L’ultimo censimento sulle Fondazioni ne ha registrate ben 121 che si occupano di politica, quasi tutte riconducibili al centrosinistra, e delle 101 che avevano un sito solo 19 (tra cui Open) pubblicavano il loro bilancio. Non perdiamo tempo a chiederci perché, in questo variegato panorama, finora la magistratura ha indagato solo e soltanto su quella renziana, con un immane dispiegamento di uomini, mezzi e risorse. La risposta è infatti insita nella domanda, essendo Renzi – ancorché in disgrazia di consensi – il nuovo nemico numero uno della sinistra. L’ultima Leopolda ha sparato a palle incatenate contro il partito delle procure che, arrogandosi il diritto di decidere cosa sia un partito e cosa no, lede il principio della separazione dei poteri e la stessa democrazia. Peraltro il collateralismo delle fondazioni politiche rispetto ai partiti è sempre esistito, ma è ormai invalso il teorema secondo cui a qualsiasi forma di attività politica è attribuibile un’ombra di legittimo sospetto.

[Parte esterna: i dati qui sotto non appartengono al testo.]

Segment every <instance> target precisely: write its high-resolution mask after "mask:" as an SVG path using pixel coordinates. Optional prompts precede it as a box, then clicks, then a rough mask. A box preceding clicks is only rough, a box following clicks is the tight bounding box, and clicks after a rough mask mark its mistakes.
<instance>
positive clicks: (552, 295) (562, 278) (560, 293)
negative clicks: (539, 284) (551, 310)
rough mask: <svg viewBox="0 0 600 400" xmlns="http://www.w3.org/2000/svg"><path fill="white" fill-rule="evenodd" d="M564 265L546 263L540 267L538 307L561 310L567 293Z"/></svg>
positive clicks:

Inutile ricordare che questa è una deriva nata ai tempi di Tangentopoli, successivamente alimentata dagli scandali dei tesorieri Lusi (Margherita) e Belsito (Lega) e poi codificata dall’abolizione totale del finanziamento pubblico decisa nel 2013 dal governo Letta. L’allora premier la annunciò usando parole di fuoco contro il sistema dei partiti: “Tutte le leggi sui rimborsi elettorali introdotte dal 1994 ad oggi sono state ipocrite e fallimentari, non rimborsi ma finanziamento mascherato” – scandì, riscuotendo il plauso del Parlamento, in un generale e grottesco autodafè.
Ma senza soldi non si fa politica, solo l’ubriacatura anticasta poteva ipotizzare il contrario, e l’attacco mediatico-giudiziario contro la Fondazione Open ha innescato il cortocircuito finale, visto che se dopo la messa al bando del finanziamento pubblico la magistratura criminalizza anche quello privato, si entra in un vicolo cieco, anche a causa del tetto contributivo imposto dalla sinistra alle donazioni per impedire a Berlusconi di finanziare Forza Italia. La classe politica ha fatto di tutto, insomma, per delegittimarsi da sola, facendosi dettare l’agenda prima da Di Pietro e poi da Grillo, e dando corpo di legge a una lunga serie di fattispecie vaghe come il traffico di influenze, il voto di scambio o l’autoriciclaggio, che hanno fornito alla Procure le armi improprie per essere colpita e criminalizzata. La mancata regolamentazione delle lobbies ha poi fatto il resto, lasciando un colpevole vuoto legislativo nella zona grigia dei rapporti tra interessi economici e politica.
Ora il caso Open dimostra che sarebbe il momento di decidere se i partiti sono uno strumento insostituibile della democrazia o un cancro da estirpare, e se il loro finanziamento è uno scippo ai cittadini o una necessità democratica. La sensazione, molto sgradevole, è che sia in atto un’operazione per certi versi simile a quella dell’inizio anni Novanta, ma allora c’era un collaudato sistema trasversale di finanziamento illecito alle forze politiche di cui non si vede fortunatamente più traccia, eppure la furia giacobina non accenna a diminuire, nonostante l’istituzionalizzazione del grillismo arrivato perfino a chiedere il due per mille.
Il fatto è che quando ci si avvita nelle spirali demagogiche non basta mai nulla per placare la bestia antipolitica: né la riduzione del numero dei parlamentari, né il taglio alla loro indennità, né la riduzione in bolletta dei partiti. Quindi, forme ridotte, controllate, trasparenti di finanziamento pubblico sarebbero sicuramente meglio di molti o pochi finanziamenti privati, su cui la magistratura – come si è visto – può decidere a sua discrezione se sono illeciti o no. Dipende dal destinatario.